Visits to the ER are not always for true medical emergencies. Some policymakers have been fighting the problem by denying or limiting payments if the patient's diagnosis upon discharge is for "nonemergency" conditions.
Now a new UC San Francisco study challenges that framework by showing that criteria used as a basis to determine the appropriateness of an emergency room visit and to deny payment is inherently flawed. The study analyzed nearly 35,000 visits to hospital emergency departments around the country.
The research is published online today in JAMA (Journal of the American Medical Association).
The authors conclude that strategies aimed at narrowly reducing use of the emergency room are unlikely to improve a community's general health or to lower health system costs.
"This study highlights the flaws of a system that fails to distinguish between information available at arrival in the emergency department and information available at discharge," said lead author Maria C. Raven, MD, MPH, a UCSF assistant clinical professor of emergency medicine. "Attempting to discourage patients from using the ER based on the likelihood that they would have nonemergency diagnoses risks sending away patients who require emergency care. The majority of Medicaid patients, who stand to be disproportionately affected by such policies, visit the ER for urgent or more serious problems."
Policymakers often contend that nonemergency or preventable visits comprise a large proportion of emergency room visits, the authors say. To reduce ER use for non-serious conditions, policymakers have proposed denying payment if the patient's diagnosis upon discharge appears to reflect a nonemergency condition.
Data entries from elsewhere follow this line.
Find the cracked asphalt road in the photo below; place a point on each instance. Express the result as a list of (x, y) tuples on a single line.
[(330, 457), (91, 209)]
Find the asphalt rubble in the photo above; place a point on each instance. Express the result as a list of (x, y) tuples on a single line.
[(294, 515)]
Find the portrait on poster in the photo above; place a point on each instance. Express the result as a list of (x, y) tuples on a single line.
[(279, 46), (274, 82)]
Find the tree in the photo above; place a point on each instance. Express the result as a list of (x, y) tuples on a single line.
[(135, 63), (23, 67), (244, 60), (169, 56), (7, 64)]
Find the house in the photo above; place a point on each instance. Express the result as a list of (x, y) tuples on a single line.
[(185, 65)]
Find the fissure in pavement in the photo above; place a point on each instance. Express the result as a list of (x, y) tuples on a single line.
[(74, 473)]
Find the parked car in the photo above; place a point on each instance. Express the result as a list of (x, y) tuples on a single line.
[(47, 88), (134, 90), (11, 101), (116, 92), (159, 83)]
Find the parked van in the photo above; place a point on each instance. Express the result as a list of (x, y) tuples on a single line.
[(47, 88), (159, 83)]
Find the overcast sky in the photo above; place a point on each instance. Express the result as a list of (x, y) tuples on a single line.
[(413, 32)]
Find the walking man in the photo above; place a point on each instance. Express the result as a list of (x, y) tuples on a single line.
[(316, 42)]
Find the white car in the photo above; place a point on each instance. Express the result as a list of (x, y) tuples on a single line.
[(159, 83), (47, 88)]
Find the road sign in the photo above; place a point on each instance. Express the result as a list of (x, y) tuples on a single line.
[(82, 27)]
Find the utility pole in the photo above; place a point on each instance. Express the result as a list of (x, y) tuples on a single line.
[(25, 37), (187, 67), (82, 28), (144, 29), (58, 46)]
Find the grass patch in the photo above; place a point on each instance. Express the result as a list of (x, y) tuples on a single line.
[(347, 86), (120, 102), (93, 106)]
Legislation or regulations to deny or limit payment - based on discharge diagnosis - for nonemergency ER visits by Medicaid enrollees has been considered or enacted in Tennessee, Iowa, New Hampshire and Illinois. Other states, including Arizona, Oregon, Illinois, Iowa, Nebraska, North Carolina and New Mexico, recently have implemented or considered implementing some level of copayment required for nonemergency use of the ER. And Washington recently garnered attention for a proposal in which payment would be based only on discharge diagnosis and whether the patient is hospitalized instead of weighing other clinical information.
For this approach to be successful, "it would be necessary to predict discharge diagnosis based on information before the patient is seen in the emergency department," the authors write.
For patients who end up with diagnoses that are classified as non-serious, the authors sought to determine how often other patients with the same symptoms are diagnosed with serious conditions. Data were drawn from the 2009 National Hospital Ambulatory Medical Care Survey conducted by the Centers for Disease Control and Prevention's National Center for Health Statistics.
For each visit with a discharge diagnosis classified as "primary care-treatable," the authors identified the patient's chief complaint upon arriving at the ER.
Of the nearly 35,000 ER visits in the study, an estimated 6 percent are primary care-treatable, yet the presenting complaints that represent those diagnoses - the symptoms that these patients come in with - comprise nearly 89 percent of all ER visits. At 12.5 percent of these visits, patients actually required admission to the hospital. And of those patients who were admitted, 11 percent went to the critical care unit, and more than 3 percent went straight to the operating room. Most of those patients had at least one abnormal triage vital sign recorded - most often an abnormal respiratory rate and blood pressure readings.
Some of the most common "nonemergency" reasons for visiting the ER included toothache, skin rash, fever, diarrhea, earache and abdominal pain including cramps and spasms.
The authors said that based on their findings, if a triage nurse were to redirect patients away from the ER based on so-called nonemergency complaints, 93 percent of those patients would not have had primary care-treatable diagnoses.
"An example of the problem would be a 50-year-old patient who wakes in the middle of the night with chest pain," said senior author Renee Y. Hsia, MD, an assistant professor of emergency medicine at UCSF and an attending physician in the emergency department at San Francisco General Hospital & Trauma Center. "He goes to the emergency department and turns out, luckily, he's not having a heart attack but instead is diagnosed with acid reflux. It would be easy for a policymaker to look at his discharge diagnosis of 'acid reflux' and call that completely unnecessary, but the policymaker doesn't know that the patient actually came in with a presenting complaint of chest pain. And we think such a visit is an appropriate one, and that such patients should come to the ER to seek care."